With a market value of $255 million, Escalade (ESCA, $18.07) is the minnow on our list. But it’s a growing player in the world of specialty sporting goods, making equipment for archery, billiards and the fast-growing sport of pickleball—a mash-up of tennis, ping-pong and badminton. The company recently acquired two pickleball brands, and sales are on track to grow 11% this year, reaching $153 million. “It’s a great niche company,” says Eric Kuby, manager of North Star Dividend Fund (NSDVX).

Escalade has raised its payout each year since it initiated a quarterly dividend in 2012 (previously it paid dividends annually or biannually). With an annual dividend rate of $0.44 a share, the stock yields 2.4%. And because the company doles out less than half of its profits, it should be able to hike its payout as profits climb. Wall Street analysts expect earnings to jump 19% in 2016. Expect even better profits if you start to see pickleball in prime time on ESPN.

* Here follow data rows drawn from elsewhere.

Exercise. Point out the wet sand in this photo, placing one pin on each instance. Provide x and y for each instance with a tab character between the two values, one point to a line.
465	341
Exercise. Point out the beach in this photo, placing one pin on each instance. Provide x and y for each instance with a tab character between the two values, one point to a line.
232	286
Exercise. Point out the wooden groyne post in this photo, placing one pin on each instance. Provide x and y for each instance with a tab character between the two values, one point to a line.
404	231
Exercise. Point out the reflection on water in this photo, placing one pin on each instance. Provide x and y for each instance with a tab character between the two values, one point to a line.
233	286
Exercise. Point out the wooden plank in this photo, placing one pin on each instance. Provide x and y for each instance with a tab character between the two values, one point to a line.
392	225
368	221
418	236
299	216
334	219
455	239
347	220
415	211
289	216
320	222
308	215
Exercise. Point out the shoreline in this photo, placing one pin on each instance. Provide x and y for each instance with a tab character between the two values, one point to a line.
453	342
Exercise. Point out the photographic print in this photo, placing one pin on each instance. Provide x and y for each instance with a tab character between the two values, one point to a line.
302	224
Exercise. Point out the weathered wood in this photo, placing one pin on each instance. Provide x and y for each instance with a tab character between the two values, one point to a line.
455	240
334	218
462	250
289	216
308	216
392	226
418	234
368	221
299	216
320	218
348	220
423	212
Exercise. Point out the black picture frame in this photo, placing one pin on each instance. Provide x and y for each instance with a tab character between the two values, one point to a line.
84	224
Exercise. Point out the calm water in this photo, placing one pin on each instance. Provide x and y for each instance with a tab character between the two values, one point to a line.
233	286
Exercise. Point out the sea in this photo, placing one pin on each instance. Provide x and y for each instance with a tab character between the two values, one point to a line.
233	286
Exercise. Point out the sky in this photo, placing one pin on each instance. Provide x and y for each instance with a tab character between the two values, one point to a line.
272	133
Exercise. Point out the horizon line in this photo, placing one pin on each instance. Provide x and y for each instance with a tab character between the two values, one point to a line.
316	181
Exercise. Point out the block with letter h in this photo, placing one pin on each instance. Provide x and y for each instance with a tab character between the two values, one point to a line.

Finally, if you’d rather capture a swath of dividend growers, consider ProShares Russell 2000 Dividend Growers ETF (SMDV). This exchange-traded fund features companies in the Russell 2000 index that have increased their dividends for at least 10 consecutive years. Top holdings include irrigation system manufacturer Lindsay Corp. (LNN) and restaurant chain Cracker Barrel Old Country Store (CBRL). The fund launched this year, so it doesn’t have much of a record. But companies that increase or initiate dividends tend to beat market averages over long periods, according to Ned Davis Research. If the trend holds up, this ETF should fare well. It yields 2.1% and has an annual expense ratio of 0.40%.